In cola wars, Coke now has the edge
Beverage stocks are good choices in a shaky market. Coca-Cola's strategy could make the stock really pop.
(Money Magazine) -- Shares of beverage companies have always ranked high among the market's safe havens in uncertain times. Even when consumer incomes are stretched thin, sales of beer and soda don't suffer much.
Analysts currently recommend both Coca-Cola and PepsiCo, not only as defensive choices but also because they look attractively priced. PepsiCo has long been a top pick. What's more surprising is that Coca-Cola looks like a buy for the first time in a decade.
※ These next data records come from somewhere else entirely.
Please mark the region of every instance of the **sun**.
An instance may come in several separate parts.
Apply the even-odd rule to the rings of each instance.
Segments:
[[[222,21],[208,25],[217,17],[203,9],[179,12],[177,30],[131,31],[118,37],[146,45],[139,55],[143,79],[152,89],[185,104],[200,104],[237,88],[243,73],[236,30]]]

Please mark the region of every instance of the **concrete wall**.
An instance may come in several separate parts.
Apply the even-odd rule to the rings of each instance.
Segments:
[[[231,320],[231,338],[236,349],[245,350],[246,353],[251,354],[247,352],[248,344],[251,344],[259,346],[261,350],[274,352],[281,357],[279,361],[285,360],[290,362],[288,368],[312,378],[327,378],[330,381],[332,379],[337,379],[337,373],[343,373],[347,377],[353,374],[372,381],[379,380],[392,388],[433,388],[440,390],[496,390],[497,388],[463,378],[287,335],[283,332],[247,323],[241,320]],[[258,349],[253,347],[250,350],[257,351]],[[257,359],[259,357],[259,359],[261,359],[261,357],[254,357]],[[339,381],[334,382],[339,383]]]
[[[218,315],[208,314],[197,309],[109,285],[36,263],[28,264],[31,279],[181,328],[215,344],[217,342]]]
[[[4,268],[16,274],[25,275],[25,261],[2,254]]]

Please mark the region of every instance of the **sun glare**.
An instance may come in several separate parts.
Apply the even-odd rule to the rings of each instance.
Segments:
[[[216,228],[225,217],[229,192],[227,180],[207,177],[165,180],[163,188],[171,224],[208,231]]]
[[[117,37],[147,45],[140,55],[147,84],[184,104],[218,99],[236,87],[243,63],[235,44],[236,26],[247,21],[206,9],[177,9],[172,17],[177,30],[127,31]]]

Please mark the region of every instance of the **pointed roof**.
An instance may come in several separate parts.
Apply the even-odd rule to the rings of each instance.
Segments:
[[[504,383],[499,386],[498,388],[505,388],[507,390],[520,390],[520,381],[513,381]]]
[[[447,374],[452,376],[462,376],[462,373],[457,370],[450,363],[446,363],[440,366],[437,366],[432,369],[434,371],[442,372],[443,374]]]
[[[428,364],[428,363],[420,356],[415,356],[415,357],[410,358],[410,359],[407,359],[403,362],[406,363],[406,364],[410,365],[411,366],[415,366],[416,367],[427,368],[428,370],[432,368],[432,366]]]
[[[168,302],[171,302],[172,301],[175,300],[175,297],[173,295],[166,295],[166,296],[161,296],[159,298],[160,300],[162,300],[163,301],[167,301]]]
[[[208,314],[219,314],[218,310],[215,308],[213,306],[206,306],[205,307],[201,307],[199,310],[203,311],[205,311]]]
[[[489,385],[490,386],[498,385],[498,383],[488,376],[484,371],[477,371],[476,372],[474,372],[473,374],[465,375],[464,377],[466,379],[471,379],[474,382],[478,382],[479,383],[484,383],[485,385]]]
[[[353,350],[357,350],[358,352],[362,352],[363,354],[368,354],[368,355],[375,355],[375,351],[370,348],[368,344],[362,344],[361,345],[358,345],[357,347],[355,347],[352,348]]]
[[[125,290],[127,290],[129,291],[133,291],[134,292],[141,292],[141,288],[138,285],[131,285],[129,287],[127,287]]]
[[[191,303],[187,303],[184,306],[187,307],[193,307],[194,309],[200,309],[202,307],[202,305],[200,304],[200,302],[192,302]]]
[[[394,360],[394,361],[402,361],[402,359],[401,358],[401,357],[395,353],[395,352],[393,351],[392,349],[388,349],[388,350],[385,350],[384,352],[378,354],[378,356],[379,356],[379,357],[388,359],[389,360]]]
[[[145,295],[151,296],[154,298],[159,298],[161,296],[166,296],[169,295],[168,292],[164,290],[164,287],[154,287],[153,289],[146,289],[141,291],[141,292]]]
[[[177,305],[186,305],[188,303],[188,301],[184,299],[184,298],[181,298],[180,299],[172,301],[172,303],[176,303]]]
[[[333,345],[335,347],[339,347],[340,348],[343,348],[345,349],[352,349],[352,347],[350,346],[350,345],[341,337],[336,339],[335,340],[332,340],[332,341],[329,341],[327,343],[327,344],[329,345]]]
Coca-Cola (Charts, Fortune 500) may well be the best brand name in the world. In the 1980s and early 1990s, CEO Roberto Goizueta built an international expansion strategy around that central brand. PepsiCo (Charts, Fortune 500) had earlier diversified into snack foods like Fritos and Lay's potato chips and focused more on domestic sales.
At first it looked as if Coke's strategy would be more successful, and the stock's price/earnings ratio topped 40, an awfully high number. But Coke's approach had its limits, while Pepsi just kept on selling chips.
The result: the P/E of Coke stock steadily deflated, while PepsiCo shares marched on to more and more success.
Fighting flat sales
Coke was also hurt by Goizueta's sudden death in 1997. His successors seemed unable to find another approach that would prepare Coca-Cola for the 21st century. In 2004, however, Neville Isdell took over as CEO and swiftly began diversifying the company's beverage lines.
Today, Coca-Cola sells more than 400 brands in 200 countries. The strategy has greatly improved Coke's competitive position, but the share price doesn't reflect that. Coke stock currently trades at less than 19 times earnings, slightly below Pepsi's P/E. The irony is that PepsiCo may now have the bigger problems.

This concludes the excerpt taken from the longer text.